Caveat: Ojingeogirl and Gulbiboy


pictureLast Friday evening, in the “TP2” class.  Everyone was in a joking mood.

Brandon said, “Did you know Cindy has a strange body.”

“What do you mean?” I asked, imagining something bad. But then the girl demonstrated strange, double-jointed limbs.

“She can put her arms behind her back strange too,” the girl next to her said. Cindy tried to demonstrate, but the constraints of her sitting position didn’t permit her a full range of motion. Still, I was impressed.

“Like an octopus,” somebody said.

picture“오징어 [ojingeo = squid],” I said. Somebody laughed. “She could be a new superhero,” I added. I’ve been thinking about superheroes, and this seemed clever. “Ojingeogirl,” I suggested. Dried squid are a universal snack food, with the same level of iconicity as hotdogs in American culture, maybe.

Cindy seemed impressed by this idea, and several other students began to riff on it. Then Luis said, “How about Gulbiboy, too? Who is Gulbiboy?”

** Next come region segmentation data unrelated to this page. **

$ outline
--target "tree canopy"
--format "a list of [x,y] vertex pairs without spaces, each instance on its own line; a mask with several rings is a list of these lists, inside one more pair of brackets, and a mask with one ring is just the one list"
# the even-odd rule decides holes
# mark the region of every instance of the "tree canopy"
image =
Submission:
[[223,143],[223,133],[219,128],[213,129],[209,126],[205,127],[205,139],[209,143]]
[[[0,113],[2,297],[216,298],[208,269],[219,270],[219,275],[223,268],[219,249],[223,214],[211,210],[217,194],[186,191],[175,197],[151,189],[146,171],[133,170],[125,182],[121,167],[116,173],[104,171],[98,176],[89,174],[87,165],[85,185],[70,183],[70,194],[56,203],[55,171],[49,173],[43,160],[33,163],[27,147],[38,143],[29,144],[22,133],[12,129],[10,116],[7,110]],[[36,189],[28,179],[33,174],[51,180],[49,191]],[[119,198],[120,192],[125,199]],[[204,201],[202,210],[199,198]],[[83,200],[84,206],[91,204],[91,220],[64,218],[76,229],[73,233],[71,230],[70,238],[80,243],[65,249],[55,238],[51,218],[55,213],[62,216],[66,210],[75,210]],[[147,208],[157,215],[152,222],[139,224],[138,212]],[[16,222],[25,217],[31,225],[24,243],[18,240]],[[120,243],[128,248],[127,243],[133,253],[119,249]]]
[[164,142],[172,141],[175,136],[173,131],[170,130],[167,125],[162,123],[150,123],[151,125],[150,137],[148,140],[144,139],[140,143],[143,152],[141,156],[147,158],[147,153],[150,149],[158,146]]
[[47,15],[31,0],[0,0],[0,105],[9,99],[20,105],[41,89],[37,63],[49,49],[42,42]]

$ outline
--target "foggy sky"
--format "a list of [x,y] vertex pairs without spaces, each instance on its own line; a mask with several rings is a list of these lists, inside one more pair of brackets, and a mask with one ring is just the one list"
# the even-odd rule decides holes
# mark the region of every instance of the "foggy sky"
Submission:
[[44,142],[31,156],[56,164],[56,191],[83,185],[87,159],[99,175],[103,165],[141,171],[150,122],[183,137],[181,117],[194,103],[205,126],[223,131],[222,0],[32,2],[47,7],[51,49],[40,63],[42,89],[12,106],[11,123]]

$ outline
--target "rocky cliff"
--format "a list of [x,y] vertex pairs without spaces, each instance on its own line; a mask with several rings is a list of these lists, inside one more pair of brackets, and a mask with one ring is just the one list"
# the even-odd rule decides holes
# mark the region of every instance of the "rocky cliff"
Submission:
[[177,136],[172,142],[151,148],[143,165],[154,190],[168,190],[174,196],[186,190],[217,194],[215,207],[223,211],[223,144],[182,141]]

I pointed to Brandon. I’d been telling the students short stories about my life in Yeonggwang, earlier, and they were charmed by my accounts of “Gulbi-land” – the preponderance of gulbi shops selling the (in)famous Yeonggwang gulbi (a sort of dried croaker fish).

I pretended to have a string of dried gulbi, which I lifted. All Koreans know what dried gulbi look like, because the strings of fish are given as gifts on holidays. I mimed extracting one of the 20 cm long fish from the string, and pretended to throw it like a shuriken (Japanese “ninja” throwing star) at Luis.  “Thwack,” I emphasized. The students were all in convulsions of laughter at this point.

“Oh no, Gulbiboy!” complained Luis.

Later on, Brandon tapped me on the shoulder, in the lobby. “I am Gulbiboy!” he whispered, triumphantly. Brandon is very tall, but his face reminds me a great deal of my nephew’s, perhaps if it were aged a few years further into early adolescence. I feel a certain connection with him for that reason, maybe.

“Go rescue Ojingeogirl, then,” I suggested, pointing toward Cindy, standing out by the elevator. He made a pleased face, before he thought it through, and thought better of this.